Святые отцы беспокойно зашевелились, переглядываясь.
— Вы, отец Маттиас, изобразите в стекле подобие этого круга, сферу, наполненную огнем. Пусть стоит она на алтаре.
— Дешевый фокус, — пробормотал отец Стоун.
— Наоборот, — терпеливо ответил отец Перегрин. — Мы дарим им понятный образ Господа. Если бы Христос явился на Землю в облике осьминога, так ли легко приняли бы мы его? — Он развел руками. — Разве дешевым фокусом со стороны Создателя было привести к нам Христа в теле Иисуса? После того как мы благословим церковь, построенную нами, освятим алтарь и этот символ, разве откажется Христос обрести тот облик, что мы видим перед собой? Вы сердцем своим чувствуете — не откажется.
— Но в теле бездушного зверя! — воскликнул брат Маттиас.
— Мы уже говорили об этом много раз, брат Маттиас, с тех пор как вернулись. Эти существа спасли нас от обвала. Они знали, что самоуничтожение суть грех, и раз за разом предотвращали его. А потому мы должны построить церковь в холмах, жить с марсианами, найти их грехи и пути, которыми идут они, и помочь им найти Господа.
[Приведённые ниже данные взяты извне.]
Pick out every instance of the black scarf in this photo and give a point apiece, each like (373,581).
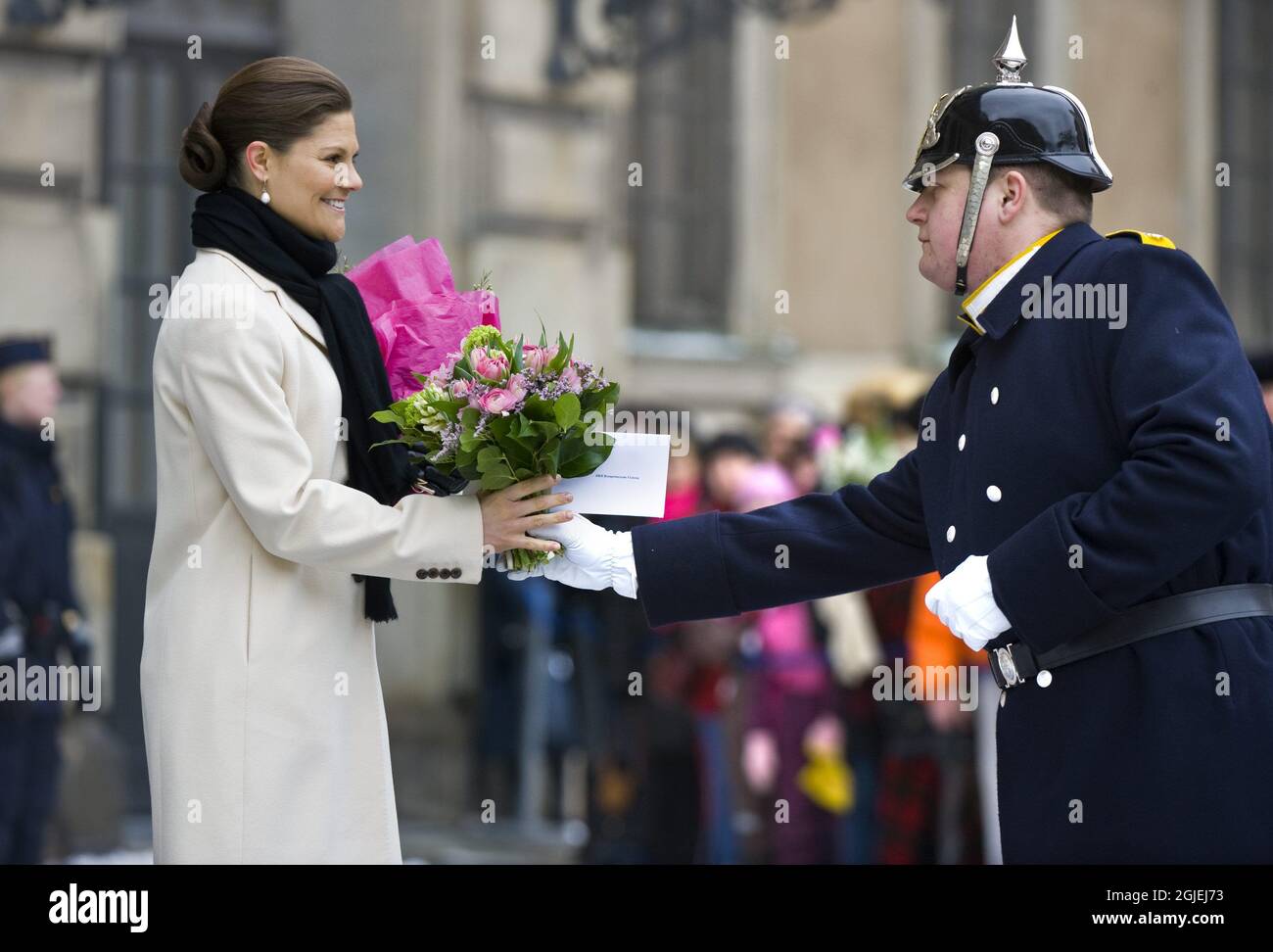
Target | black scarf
(258,236)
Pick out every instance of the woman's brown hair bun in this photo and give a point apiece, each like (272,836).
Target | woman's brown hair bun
(203,160)
(275,101)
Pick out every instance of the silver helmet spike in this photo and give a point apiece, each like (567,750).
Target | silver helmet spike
(1011,59)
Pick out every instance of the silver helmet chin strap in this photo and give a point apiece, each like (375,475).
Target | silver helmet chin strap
(987,144)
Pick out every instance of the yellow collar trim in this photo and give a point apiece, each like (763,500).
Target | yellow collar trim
(980,300)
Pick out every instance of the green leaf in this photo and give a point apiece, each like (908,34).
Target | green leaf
(585,463)
(517,454)
(496,480)
(539,408)
(567,410)
(489,458)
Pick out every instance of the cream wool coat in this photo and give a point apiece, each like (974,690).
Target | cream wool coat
(265,728)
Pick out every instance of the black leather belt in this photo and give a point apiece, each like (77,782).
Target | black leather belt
(1014,663)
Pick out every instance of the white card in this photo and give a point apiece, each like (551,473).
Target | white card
(633,481)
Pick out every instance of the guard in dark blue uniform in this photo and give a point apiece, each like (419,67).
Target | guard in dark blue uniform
(41,623)
(1094,488)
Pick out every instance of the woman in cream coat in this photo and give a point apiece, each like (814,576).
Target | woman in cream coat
(265,726)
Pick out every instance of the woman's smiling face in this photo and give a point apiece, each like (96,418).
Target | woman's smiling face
(309,182)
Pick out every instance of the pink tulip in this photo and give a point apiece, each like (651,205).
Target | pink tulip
(536,357)
(517,387)
(496,400)
(491,364)
(571,378)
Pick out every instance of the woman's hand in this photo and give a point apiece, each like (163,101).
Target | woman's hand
(508,513)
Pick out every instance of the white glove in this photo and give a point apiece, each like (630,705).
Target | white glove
(590,557)
(966,603)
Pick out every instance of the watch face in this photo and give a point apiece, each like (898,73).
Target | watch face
(1006,664)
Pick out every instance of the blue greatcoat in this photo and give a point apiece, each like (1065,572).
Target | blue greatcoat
(1131,458)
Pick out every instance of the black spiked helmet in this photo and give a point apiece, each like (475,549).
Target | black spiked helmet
(1006,122)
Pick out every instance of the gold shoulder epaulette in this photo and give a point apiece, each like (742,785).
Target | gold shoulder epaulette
(1146,237)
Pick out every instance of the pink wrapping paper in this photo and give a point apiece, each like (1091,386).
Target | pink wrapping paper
(415,310)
Святых отцов такая перспектива не радовала.
— Потому ли, что их вид странен? — спросил отец Перегрин. — Но что нам плоть? Лишь сосуд, куда Господь вмещает наш дух. Если завтра я обнаружу, что морские львы внезапно приобрели свободную волю и интеллект, познали, что есть грех, что есть жизнь, научились смягчать справедливость милосердием и жизнь — любовью, то я построю собор под водой. И если чудом Господним воробьи будут наделены бессмертными душами, то я наполню гелием церковь и взлечу за ними вслед, ибо все души, в любом облике, если наделены они свободной волей и знанием греха, станут гореть в аду, если не будут причащены истинной верой. И марсианскому шару я не позволю гореть в аду, потому что лишь в моих глазах это просто шар. Я закрою глаза — и передо мною стоят разум, любовь, душа, и я не могу отвергнуть их.